Deep consumer insights are needed to build this journey to begin with, but once in place, end-to-end ownership of the purchasing journey enables insurance companies to retrieve data at each stage.
This feedback loop, combined with third-party data sources like GlobalWebIndex, provides invaluable insights on consumer patterns to guide process innovation.
The more personal relationships insurance brands can build with their audience, coupled with the consumer data they’re able to gather, makes forming and delivering customized solutions possible.
Online application forms and free quotes available via apps mean users can input their information when they want to receive instant quotes.
The system allows the customer to choose the coverage they prefer based on their insurance needs, trimming off the excess ‘fat’, allowing them to see exactly what they’re buying into.
Again, this data can be retrieved and fed into the loop to highlight demand for specific products.
Simplification: online underwriting
There’s no getting around the fact that underwriting is complex, yet necessary. But innovators in the industry are speeding up the process.
Some direct to consumer insurance companies have established a rule-based underwriting engine to assess the risks and provide online quotes based on the submitted data.
At the moment, this technology is only appropriate for less complex risks, but for smaller claims insurance companies this provides the perfect solutions to improve processing speed for the consumer.
Alerts and reminders
Direct contact with consumers means efficient communication of important information about their accounts.
If payments are due, late or changed, the consumer can be alerted in good time. Similarly, relevant updates on policies are just a click away through chatbots that are available 24/7.
Not only does this make customers feel more secure as they’re ahead of the curve, it also increases the efficiency of the business.
Bureaucratic procedures involving payments via traditional communication methods (such as via post) can drain resource. Automation allows for much cleaner processing and deeper feedback.
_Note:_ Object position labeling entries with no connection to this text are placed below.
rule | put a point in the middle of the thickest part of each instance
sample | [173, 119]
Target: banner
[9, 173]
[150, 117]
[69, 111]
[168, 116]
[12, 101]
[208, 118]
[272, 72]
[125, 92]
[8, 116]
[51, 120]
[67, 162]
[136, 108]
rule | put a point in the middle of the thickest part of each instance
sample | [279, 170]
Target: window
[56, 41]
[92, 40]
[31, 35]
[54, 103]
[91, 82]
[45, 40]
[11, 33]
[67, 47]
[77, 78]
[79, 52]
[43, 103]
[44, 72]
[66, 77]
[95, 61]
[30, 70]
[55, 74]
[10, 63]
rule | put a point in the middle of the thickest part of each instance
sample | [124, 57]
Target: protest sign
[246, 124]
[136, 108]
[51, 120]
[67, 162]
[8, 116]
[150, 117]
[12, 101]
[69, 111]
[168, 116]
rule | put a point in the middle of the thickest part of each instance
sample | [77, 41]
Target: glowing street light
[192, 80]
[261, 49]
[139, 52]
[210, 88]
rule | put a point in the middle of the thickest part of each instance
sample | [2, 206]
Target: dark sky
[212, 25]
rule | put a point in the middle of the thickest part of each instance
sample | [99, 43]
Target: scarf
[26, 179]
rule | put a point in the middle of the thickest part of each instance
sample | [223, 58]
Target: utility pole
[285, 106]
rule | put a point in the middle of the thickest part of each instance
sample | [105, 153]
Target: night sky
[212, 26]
Making D2C work with consumer insight
Going direct to consumer starts with data – but the right kind of data.
New expectations on brands to deliver hyper-targeted marketing combined with the increasingly fragmented purchase journey makes strategic decisions based on impactful insight is a must.
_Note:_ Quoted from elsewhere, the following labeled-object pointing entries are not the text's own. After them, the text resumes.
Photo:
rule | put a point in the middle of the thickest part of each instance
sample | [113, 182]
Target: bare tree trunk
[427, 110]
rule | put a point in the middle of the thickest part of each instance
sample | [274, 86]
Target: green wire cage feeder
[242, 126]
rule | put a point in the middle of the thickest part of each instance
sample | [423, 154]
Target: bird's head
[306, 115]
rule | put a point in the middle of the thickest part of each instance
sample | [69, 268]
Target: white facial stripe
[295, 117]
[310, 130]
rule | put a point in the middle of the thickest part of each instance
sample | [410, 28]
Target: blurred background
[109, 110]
In order to achieve this, you need to look beyond what consumers do and to why they do it.
Supplementing behavioral and demographic information with deep data on their attitudes, motivations and perceptions is key to delivering a customer journey that ‘makes sense’ to consumers, with messaging that resonates at every stage.
Case study: Lemonade
What they’re doing well
Lemonade provides home and renters insurance for urban dwellers, priding itself in shaking up the insurance industry, offering total transparency that’s honest and refreshing.
Their personalized messaging and disruptive outlook is neatly summed up in their strapline, which reads, ‘forget everything you know about insurance. Instant everything. Killer prices. Big heart.’
How they’re doing it
One of the areas where Lemonade stands out is in its style of communication.
The brand cuts through the jargon with plain talk around how they make their money, where your money goes, and how best to use the app.
Lemonade represents a new wave of direct to consumer insurance companies that are really getting to know their consumers, offering a hyper-personalized experience and demystifying the complexities.
Going direct to consumer is made possible by the wealth of insights available
Insurance companies can meet the evolving needs of consumers through the quick transmission of simple, authentic and transparent information.
Brands will benefit from direct relationships with customers, developing a holistic understanding of what drives purchasing to shape their strategy and spark delight at every stage of the customer journey.